Saturday, November 10, 2012

Book Review - The Brutal Telling by Louise Penny


Number five in the Chief Inspector Gamache mystery series, The Brutal Telling keeps me captivated!

This one's a story of fear and greed, best explained by a couple of quotes:
     "The Hungry Ghost," said Gilbert.
That roused Gamache, who twisted in his garden chair to look at the dignified man next to him.
     "Pardon?"
     "It's a Buddhist belief.  One of the states of man from the Wheel of Life.  The more you eat the hungrier you get.  It's considered the very worst of lives.  Trying to fill a hole that only gets deeper.  Fill it with food or money or power.  With the admiration of others.  Whatever."
     "The Hungry Ghost," said Gamache.  "How horrible."
     "You have no idea." said Gilbert.

 Gilbert glared at him.  His rage back in full force.  But Armand Gamache knew what was behind that rage.  What was behind all rage.
    Fear.

Fear is also behind the lies we tell and this story is full of them.  The interesting part is that it is not just the murderer who cannot tell the truth.  So many others for greed and fear cannot come up with the truth.  And since Chief Inspector Gamache is all about finding the truth and exploring the deep dark places where it too often hides, we get an exciting, interesting, stunning peek to some pretty frightening places that may not be all that unfamiliar.

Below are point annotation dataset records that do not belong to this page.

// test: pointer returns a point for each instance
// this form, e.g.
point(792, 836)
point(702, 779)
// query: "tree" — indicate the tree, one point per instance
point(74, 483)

And what a tale those eyes told Gamache.  In them he saw the infant, the boy, the young man, afraid.  Never certain what he would find in his father.  Would he be loving and kind and warm today?  Or would he sizzle the skin off his son?  With a look, a word.  Leaving the boy naked and ashamed.  Knowing himself to be weak and needy, stupid and selfish.  So that the boy grew an outer hull to withstand assault.  But while those skins saved tender young souls, Gamache knew, they soon stopped protecting and became the problem.  Because while the hard outer shell kept the hurt at bay, it also kept out the light.  And inside the frightened little soul became something else entirely, nurtured only in darkness.

I have been exploring honesty and authenticity a lot lately and The Brutal Telling has been a classic case study that has helped me greatly in my own quest to understand and break out of my own protective, stifling shell of fear.